For Grizzlies, it's back to work

In an interview with the Tidings in 2004, Ashland High assistant football coach Dave Kitchell explained his philosophy on dealing with cancer.

"I don't want cancer to rule my life, even though it's a part of me," Kitchell said. "I want to try and have some decision in it.

"You can't cry about it. You just have to keep going."

Those words took on new meaning Monday as the Grizzlies took the field for their first practice since learning of Kitchell's death early Sunday morning. The man who orchestrated the defenses of three state championship teams over the course of more than two decades at AHS, touching the lives of thousands in the process, finally succumbed to the disease that first entered his life five years prior. He was 51.

The news stunned even those who were aware of the dire prognosis. Kitchell helped come up with the game plan for Friday's playoff game against Corvallis and even watched the game online via a live video feed. Ashland won 14-7 to earn a quarterfinal date with Glencoe on Saturday.

After learning of Kitchell's death, Ashland head coach Charlie Hall organized a team get-together Sunday night. The mourning started before then. All day, players and community members alike made their way to Phillips Field to pay tribute. They lit candles and placed them in the shape of a "K" at midfield.

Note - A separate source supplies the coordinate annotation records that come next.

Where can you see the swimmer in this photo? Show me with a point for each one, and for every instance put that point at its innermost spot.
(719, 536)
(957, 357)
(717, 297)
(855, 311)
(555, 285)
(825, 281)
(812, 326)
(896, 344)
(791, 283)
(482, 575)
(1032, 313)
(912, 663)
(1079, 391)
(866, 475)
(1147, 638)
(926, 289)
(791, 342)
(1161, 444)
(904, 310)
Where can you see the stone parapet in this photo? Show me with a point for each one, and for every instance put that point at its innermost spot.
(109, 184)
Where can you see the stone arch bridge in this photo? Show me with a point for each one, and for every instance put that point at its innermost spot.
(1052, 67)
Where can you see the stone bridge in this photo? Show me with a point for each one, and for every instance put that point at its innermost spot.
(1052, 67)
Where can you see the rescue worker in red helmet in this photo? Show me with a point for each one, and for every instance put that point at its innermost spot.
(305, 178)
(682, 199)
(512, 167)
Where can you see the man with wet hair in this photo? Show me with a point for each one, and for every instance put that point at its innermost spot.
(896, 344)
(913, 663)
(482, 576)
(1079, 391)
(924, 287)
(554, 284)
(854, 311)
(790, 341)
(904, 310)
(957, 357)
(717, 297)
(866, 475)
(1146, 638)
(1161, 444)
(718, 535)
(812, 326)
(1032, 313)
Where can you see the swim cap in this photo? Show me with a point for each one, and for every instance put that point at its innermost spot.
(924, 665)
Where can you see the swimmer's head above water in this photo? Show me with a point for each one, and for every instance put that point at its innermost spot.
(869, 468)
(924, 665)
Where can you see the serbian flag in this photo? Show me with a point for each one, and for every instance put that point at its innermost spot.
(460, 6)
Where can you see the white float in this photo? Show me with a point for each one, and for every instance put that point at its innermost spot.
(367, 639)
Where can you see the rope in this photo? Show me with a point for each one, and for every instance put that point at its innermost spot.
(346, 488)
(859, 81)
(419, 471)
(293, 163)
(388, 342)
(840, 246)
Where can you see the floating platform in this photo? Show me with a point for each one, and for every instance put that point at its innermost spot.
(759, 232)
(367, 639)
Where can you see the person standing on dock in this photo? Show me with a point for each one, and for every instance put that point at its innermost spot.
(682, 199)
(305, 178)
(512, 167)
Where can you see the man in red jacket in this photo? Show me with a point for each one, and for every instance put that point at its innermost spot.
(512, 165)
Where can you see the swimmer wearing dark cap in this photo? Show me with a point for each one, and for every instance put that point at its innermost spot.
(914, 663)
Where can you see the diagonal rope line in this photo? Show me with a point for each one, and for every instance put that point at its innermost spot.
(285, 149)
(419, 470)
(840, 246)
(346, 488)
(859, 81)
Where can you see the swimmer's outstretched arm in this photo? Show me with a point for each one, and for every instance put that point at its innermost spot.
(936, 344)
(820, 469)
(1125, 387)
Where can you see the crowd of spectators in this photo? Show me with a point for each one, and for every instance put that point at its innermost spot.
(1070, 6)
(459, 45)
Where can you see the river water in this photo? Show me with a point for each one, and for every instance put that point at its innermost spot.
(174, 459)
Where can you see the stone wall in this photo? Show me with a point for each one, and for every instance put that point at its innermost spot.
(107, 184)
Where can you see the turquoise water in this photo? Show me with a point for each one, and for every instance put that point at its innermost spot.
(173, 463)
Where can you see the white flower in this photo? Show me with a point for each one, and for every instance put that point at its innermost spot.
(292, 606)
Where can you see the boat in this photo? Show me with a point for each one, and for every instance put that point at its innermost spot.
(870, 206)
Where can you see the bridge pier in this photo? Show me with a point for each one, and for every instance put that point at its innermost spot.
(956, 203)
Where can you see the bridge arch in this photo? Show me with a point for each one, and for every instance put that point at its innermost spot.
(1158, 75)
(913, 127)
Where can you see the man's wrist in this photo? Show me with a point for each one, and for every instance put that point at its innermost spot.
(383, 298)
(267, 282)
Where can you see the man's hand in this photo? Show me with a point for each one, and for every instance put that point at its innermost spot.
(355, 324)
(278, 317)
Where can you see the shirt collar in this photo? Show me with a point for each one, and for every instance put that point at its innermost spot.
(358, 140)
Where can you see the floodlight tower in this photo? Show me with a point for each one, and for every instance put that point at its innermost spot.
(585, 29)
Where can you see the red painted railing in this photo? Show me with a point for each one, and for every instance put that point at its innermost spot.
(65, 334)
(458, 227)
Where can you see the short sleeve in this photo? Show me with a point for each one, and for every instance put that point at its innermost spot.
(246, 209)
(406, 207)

Flowers were placed there, too, as was a Grizzly flag. Then everyone held hands and formed a circle that nearly enclosed the entire field. It turned into an impromptu memorial service.

"Some people said some things, and just took a moment to kind of remember him," said Ashland offensive lineman Matt Lipski, who was the first player to show up Sunday morning. "It was a surprise to me. I knew he wasn't doing well, but "&


The flag and flowers were still at midfield as the Grizzlies made their way out to the practice field Monday afternoon. One player took a knee there and bowed his head. Most looked over as they passed. And the usual pre-practice banter seemed to be turned down a notch or two.

Just before practice began, Hall was approached by Ashland Booster Club director Charlie Neumann, who had brought a poem he felt spoke to Kitchell's influence. Then, after a brief team talk, the team got back to work.

"I think for a lot of us, getting back on the field will be a good thing," Lipski said.

Sunday's gathering and Monday's mood shed light on Kitchell's massive influence. His fiery speeches personified Ashland's role as the perpetual underdog as the school routinely mowed down larger programs throughout the 1990s. After home wins, he hammered the tradition victory swords into the locker room wall as players chanted "nail it, nail it". His last nail was hammered in after Ashland's 15-8 win over Klamath Union on Oct. 19, a comeback that clinched the team's first playoff berth since 2000.

Hall talked of Kitchell's presence during Friday's emotional postgame speech. On Monday, Hall and assistant coach Stan Gida said Kitchell's influence goes far beyond the gridiron.

"He taught discipline, integrity, toughness, old school values," said Gida, who joined the program in the early 90s. "I've got to use a quote for Kitchell: 'In matters of style, bend like the reed, in matters of principle, stand like the rock.' That's how I best sum him up. He was a consummate man's man.

"My level of respect, I really can't put a tape measure on it," he added. "Guys like him don't come around very often and I was lucky to know him. I was lucky to be around him."

Gida went on to describe how everyone is dealing with the loss in their own way, some behind closed doors and some not. The former NFL offensive lineman also described his own moment of private mourning: he broke down in the Grizzly locker room Sunday night.

"We've all had to come to grips with it and it's going to take some time," he said.

But time isn't something the Grizzies (11-0) have a lot of when it comes to preparing for Glencoe (9-2), the No. 4-ranked team in the state. The Northwest Oregon Conference champions beat Churchill 23-16 last week and enter the game on an eight-game winning streak that dates back to Sept. 14.

How will the Grizzlies get fired up for a game only days after Kitchell's passing? Hall says that's something the team will hopefully find out together.

"It basically comes down to 'What would coach K want you to do,'" he said. "They know that with that in mind, they can re-focus and get back to work. I'm sure it'll be hard at times, but we'll do the best that we can."